Pure mental candy.  Tasty, tasty candy.

It's no secret that I'm a sucker for end-of-the-world-conspiracy-theory-thrillers, bonus if there is a super-secret governmental SpecOps team involved.  They're just fun reading, and heaven knows I need fun reads in between my Serious Reads and my Facepalm Reads.

I was actually looking for a different book to borrow with my Amazon Prime Kindle Lending Library whatever-it's-called membership (oh, to quickly address the question "Is Amazon's new subscription service going to replace libraries?" the answer is "No."), but I found this and it seemed fun AND it was in a series, so I started it on the plane ride back from vacation.

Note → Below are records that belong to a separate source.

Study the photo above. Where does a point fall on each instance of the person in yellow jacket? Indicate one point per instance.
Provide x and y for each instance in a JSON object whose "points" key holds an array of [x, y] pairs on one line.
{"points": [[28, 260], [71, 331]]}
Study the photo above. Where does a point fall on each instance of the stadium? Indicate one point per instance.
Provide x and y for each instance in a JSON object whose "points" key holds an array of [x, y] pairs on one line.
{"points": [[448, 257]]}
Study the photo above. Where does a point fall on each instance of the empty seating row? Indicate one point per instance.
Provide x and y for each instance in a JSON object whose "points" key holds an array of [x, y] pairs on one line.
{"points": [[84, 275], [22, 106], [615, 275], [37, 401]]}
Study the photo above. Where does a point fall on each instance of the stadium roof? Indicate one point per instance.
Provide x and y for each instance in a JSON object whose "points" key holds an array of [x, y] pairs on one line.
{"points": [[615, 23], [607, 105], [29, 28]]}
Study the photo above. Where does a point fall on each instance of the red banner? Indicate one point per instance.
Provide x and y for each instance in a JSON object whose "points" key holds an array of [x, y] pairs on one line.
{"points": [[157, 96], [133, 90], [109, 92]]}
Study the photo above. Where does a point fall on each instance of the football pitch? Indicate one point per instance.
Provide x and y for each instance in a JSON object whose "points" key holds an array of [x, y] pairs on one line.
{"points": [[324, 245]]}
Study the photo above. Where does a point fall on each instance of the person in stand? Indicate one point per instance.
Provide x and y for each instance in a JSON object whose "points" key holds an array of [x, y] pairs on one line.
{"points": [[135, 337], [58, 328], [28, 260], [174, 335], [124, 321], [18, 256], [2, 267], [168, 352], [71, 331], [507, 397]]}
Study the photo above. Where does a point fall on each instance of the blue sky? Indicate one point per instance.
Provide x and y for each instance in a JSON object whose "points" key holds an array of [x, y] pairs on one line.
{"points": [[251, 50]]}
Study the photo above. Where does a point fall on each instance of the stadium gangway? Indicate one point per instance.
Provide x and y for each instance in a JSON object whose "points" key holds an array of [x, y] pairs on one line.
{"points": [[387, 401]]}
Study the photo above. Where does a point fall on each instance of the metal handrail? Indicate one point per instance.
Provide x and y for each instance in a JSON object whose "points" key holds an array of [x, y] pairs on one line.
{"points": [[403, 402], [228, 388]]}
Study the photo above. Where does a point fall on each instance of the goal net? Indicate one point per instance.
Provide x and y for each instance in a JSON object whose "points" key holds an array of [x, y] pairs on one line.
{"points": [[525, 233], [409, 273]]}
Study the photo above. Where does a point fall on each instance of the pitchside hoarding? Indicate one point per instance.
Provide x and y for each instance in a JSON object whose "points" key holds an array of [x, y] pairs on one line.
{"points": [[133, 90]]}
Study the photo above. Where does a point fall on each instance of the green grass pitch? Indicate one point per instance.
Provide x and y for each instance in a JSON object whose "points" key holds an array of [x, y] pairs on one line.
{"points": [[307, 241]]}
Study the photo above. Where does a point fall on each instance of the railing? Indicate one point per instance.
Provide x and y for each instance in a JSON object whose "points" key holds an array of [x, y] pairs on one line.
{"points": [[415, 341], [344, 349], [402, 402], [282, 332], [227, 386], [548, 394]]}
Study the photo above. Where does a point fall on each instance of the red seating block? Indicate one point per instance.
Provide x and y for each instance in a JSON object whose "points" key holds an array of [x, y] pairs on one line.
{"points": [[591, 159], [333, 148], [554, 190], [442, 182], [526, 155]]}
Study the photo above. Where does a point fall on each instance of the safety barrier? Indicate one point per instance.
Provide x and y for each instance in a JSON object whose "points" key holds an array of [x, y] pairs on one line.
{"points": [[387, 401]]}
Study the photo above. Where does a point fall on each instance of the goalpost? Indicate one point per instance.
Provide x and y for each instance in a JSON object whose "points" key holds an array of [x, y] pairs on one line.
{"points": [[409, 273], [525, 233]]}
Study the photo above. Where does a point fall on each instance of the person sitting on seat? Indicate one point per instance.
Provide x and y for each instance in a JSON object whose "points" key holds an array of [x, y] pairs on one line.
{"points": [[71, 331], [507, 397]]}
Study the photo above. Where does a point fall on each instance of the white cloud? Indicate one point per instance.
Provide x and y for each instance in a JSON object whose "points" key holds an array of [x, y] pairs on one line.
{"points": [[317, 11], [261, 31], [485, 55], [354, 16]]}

Fun stuff.  There's a super-secret organization (YES!) that secretly controls and manipulates the world's spycraft.  David is a member of this organization, and one day he finds out that they've been compromised by an even more super-secret organization of Evil People With No Morals.  As their safe house in Jakarta is compromised, David and his fellow workers race to decode messages intended to save the world.

Meanwhile, medical researcher Kate is drawing closer to finding a successful treatment for autism.  After a tragedy that almost destroyed her life in the States, she flew far, far away to work on something that would better mankind.  Noble stuff, although I do take exception to the concept of "curing autism."  Autism cannot be defined as symptoms X, Y, and Z.  That's why it's called the spectrum.  When the super-super-secret bad guys attack her compound and kidnap two of her study subjects--two kids!--she is determined to get those kids back.

The fun of reading a book like this is you pretty much know how the story will go, but it's always interesting to see how the author develops the twists and turns, what kind of villain we'll have, and so forth.  It's not about originality, it's about entertainment and execution.  And on those fronts, The Atlantis Gene succeeds quite admirably.

As you may have guessed from the title, this does delve a bit into genetics, but what the Evil Guys are really doing is ... well, it's complicated.  Suffice it to say that this book involves Nazis, Antarctica, submarines, close escapes from death, baby daddies (not kidding), and transdimensional portals.  The portal bit at the end actually got a bit muddled for me--I wasn't quite sure who was where and fighting whom.

Riddle tosses quite a few winks at his predecessors (in a loving way, of course).  When Kate and David are hiding out from the Bad Guys, Kate wants to go with him to track down the kids.  He says, "This is not like the movies where the hero and girl go off on a grand adventure for the sake of plot convenience."  Zing!

I would recommend this for a fun, escapist read.